= Edward Byrne Memorial Justice Assistance Grant Program =

The Edward Byrne Memorial Justice Assistance Grant Program, or JAG originates out of the Consolidated Appropriations Act of 2005. The program is named for New York City police officer Edward Byrne who was killed in the line of duty in 1988 while protecting an immigrant witness who agreed to testify against drug dealers. The Edward Byrne Memorial Justice Assistance Grant Program (EBMGP) was established by the Anti-Drug Abuse Acts of 1986 and 1988, allocating approximately $200 million to municipalities both local and state. The allocated money was used in efforts to reduce drug-crimes and support drug control, which was of national concern at the time. The JAG program is administered by the Office of Justice Programs's Bureau of Justice Assistance, and provides federal criminal justice funding to state, local and tribal jurisdictions. The funding is intended for a variety of areas, such as personnel, training, equipment and supplies. In Fiscal Year 2019, $263.8 million in funding was available by the JAG Program. The Recovery Act of 2009 appropriated $2 billion in funding to the JAG program.
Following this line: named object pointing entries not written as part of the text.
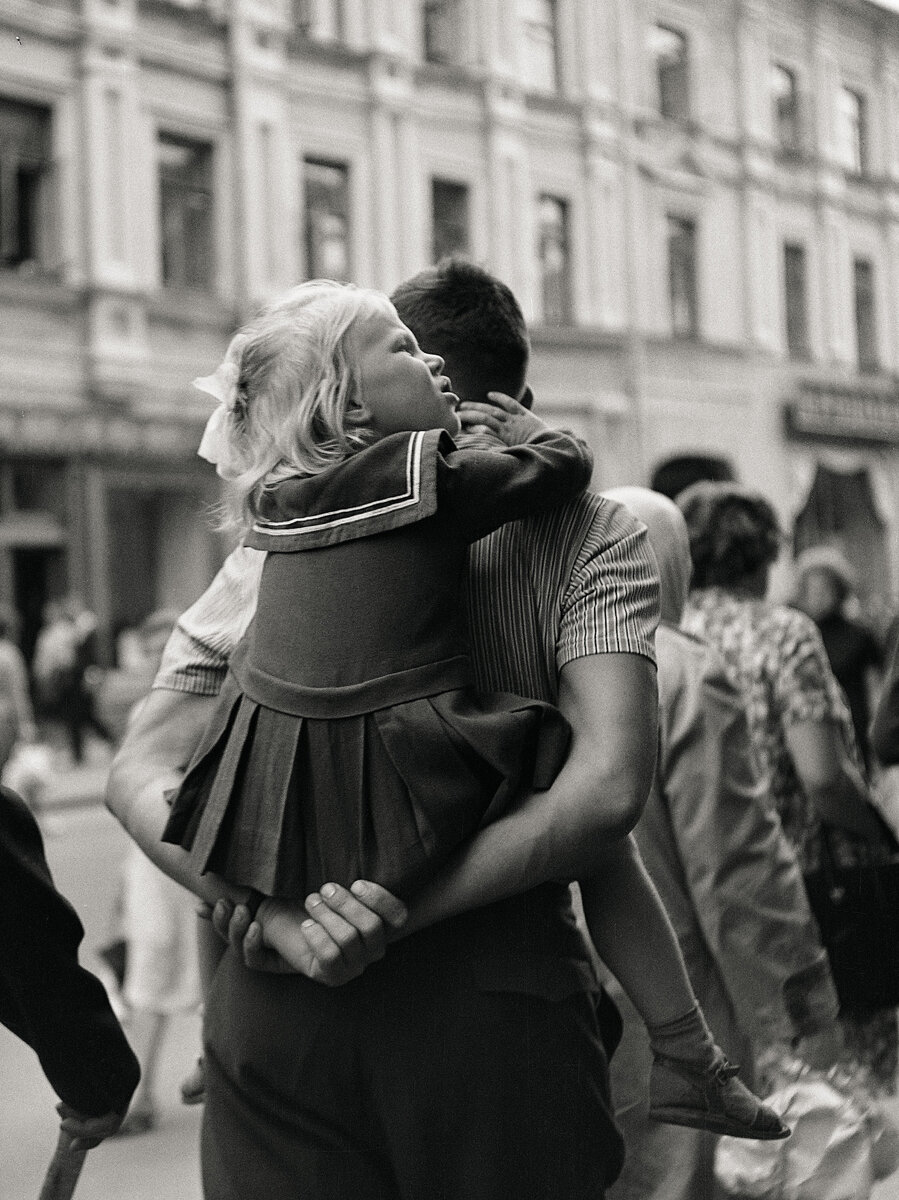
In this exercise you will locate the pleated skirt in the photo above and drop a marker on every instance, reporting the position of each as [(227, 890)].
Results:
[(285, 803)]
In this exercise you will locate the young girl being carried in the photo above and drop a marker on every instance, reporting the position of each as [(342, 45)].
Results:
[(348, 741)]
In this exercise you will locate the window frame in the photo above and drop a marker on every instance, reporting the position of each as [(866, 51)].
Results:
[(783, 120), (166, 135), (685, 222), (345, 166), (682, 111), (527, 25), (27, 229), (565, 312), (853, 133), (865, 318), (796, 333), (463, 190)]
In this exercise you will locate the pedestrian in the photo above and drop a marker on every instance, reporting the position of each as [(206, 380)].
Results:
[(47, 999), (471, 1060), (798, 718), (157, 922), (64, 666), (729, 881), (17, 718), (825, 586)]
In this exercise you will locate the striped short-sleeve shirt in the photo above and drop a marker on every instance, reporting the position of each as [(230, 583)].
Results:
[(575, 581)]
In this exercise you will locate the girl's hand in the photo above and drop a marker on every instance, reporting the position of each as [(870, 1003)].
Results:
[(504, 417), (333, 940)]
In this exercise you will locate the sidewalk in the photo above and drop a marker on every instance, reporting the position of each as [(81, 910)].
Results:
[(70, 785)]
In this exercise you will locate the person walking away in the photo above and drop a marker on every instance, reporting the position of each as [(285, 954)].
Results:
[(798, 719), (825, 586), (47, 999), (157, 922), (17, 718), (729, 880)]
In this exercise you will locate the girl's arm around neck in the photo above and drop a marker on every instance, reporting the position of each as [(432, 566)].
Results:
[(597, 798), (538, 469)]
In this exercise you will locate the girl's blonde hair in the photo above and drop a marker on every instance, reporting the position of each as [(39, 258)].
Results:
[(298, 407)]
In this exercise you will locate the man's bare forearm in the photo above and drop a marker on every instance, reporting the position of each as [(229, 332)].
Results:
[(597, 797), (150, 762)]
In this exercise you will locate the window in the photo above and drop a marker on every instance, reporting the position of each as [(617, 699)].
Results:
[(25, 184), (796, 300), (327, 220), (539, 31), (682, 276), (444, 24), (318, 19), (852, 131), (449, 215), (865, 327), (785, 107), (185, 211), (667, 51), (555, 259)]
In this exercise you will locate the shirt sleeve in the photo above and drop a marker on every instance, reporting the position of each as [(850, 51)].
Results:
[(611, 603), (197, 654), (485, 489), (743, 876)]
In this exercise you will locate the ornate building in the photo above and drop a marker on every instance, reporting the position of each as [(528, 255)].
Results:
[(696, 201)]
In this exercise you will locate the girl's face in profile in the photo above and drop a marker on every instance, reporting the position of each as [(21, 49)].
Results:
[(401, 387)]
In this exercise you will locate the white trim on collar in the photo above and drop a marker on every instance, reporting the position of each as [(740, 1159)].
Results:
[(298, 526)]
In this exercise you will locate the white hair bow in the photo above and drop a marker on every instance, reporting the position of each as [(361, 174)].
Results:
[(222, 384)]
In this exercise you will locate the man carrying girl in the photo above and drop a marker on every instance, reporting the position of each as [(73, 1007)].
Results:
[(561, 609)]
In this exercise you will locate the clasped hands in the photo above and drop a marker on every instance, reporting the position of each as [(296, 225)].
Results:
[(330, 939)]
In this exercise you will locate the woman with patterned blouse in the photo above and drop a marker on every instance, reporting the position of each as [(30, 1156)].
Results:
[(798, 718)]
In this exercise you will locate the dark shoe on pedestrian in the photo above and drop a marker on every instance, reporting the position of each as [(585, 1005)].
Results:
[(193, 1089), (709, 1098)]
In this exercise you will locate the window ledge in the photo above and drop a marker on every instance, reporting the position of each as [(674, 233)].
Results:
[(43, 289), (186, 306), (571, 335)]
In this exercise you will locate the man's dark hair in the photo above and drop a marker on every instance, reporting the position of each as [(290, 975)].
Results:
[(673, 475), (471, 319)]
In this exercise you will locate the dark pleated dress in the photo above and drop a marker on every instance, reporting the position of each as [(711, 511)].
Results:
[(348, 741)]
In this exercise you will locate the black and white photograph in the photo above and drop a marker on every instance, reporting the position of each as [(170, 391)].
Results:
[(449, 599)]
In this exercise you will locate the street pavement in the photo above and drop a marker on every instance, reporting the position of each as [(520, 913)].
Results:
[(85, 847)]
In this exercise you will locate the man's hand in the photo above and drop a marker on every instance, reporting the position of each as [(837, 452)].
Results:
[(88, 1132), (331, 940), (504, 417)]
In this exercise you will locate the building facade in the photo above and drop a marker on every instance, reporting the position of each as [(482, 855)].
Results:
[(696, 202)]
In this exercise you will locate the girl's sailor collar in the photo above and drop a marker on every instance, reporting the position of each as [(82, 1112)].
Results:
[(389, 484)]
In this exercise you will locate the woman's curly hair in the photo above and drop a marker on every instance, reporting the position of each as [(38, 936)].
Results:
[(733, 532)]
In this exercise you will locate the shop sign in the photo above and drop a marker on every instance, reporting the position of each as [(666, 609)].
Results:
[(832, 413)]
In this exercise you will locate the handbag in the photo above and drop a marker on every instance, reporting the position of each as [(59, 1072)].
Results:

The United States Department of Justice announced in late July 2017 that more than two hundred sanctuary cities will be disqualified from receiving Byrne grants if their noncompliance with U.S. Immigration and Customs Enforcement continues. Several cities challenged the change in courts, and as of November 2018, cases in District Courts of New York, Pennsylvania, California and Illinois have all found for the cities, with the Seventh Circuit Appeals Court affirming the Illinois district ruling. In February 2020, the United States Court of Appeals for the Second Circuit overturned the New York ruling, making it possible the case will go to the Supreme Court.